Yesterday the Obama administration took important steps toward open government.

The first one was the announcement of how the citizen engagement process in policy-making will work.

As explained on the White House Open Government Blog:

“…Beginning today, we will have a brainstorming session for suggesting ideas for the open government recommendations. You can vote on suggested ideas or add your own.
Then on June 3rd, the most compelling ideas from the brainstorming will be fleshed out on a weblog in a discussion phase. On June 15th, we will invite you to use a wiki to draft recommendations in collaborative fashion.
These three phases will build upon one another and inform the crafting of recommendations on open government.”

While the current experiment is limited to the definition of open government itself (a topic that may not attract the general public as much as the administration thinks), it will be anyhow a good testbed to see whether the process works.

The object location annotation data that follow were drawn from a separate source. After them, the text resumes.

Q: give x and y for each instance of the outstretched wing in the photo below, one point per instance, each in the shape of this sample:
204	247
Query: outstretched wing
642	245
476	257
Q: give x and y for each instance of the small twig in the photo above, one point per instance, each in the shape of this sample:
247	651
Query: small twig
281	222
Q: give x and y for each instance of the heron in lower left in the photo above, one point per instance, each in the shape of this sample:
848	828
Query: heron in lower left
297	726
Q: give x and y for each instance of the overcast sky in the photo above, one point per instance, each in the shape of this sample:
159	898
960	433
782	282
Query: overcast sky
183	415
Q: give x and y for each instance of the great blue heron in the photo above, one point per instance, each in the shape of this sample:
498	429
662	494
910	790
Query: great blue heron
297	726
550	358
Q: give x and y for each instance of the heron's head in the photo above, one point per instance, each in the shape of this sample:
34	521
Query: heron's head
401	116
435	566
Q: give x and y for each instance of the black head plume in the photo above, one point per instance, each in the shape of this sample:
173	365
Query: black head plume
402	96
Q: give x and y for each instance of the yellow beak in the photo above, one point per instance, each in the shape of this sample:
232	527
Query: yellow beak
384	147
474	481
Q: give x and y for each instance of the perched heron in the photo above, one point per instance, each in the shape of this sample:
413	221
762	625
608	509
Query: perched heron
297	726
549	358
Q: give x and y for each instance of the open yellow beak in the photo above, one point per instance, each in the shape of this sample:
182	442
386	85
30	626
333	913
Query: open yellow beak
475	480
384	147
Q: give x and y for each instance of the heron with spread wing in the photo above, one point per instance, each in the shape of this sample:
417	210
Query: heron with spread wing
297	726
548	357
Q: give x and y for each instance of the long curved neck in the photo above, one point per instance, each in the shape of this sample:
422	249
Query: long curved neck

It is very possible that the effective White House media machine will be able to attract enough people to make this and future consultations and participatory policy drafting a success.

My take on this, though, is that real participation and real transparency will not happen until when governments stop pulling people onto government turf (be it a Town Hall or a sexy web site), and start reaching out to them on their turf. In electronic terms, this means to join existing on-line communities, social networks, blogs and understand what are people’s pain points in certain areas, what makes them tick and be willing to engage.

The Obama administration’s steps in e-democracy, that many commentators celebrate as historical, may just create a different elite of e-participants and e-lobbyists. And not even so different, as one may notice by looking at which proposals are getting the best scores and where they come from.

One thing is to provide a better channel to people who have an interest in politics, and probably capture more of them.

Another thing is to engage people who are not interested in politics, but do feel strongly about certain issues and are ready to debate them with friends and colleagues as well as in their Facebook or LinkedIn or MySpace groups.

The intent of engaging people is very noble, but the execution is underwhelming. There is plenty of time for improvement, of course. Otherwise all these fancy web sites will suffer from the same problem as most government web sites do: people just don’t care.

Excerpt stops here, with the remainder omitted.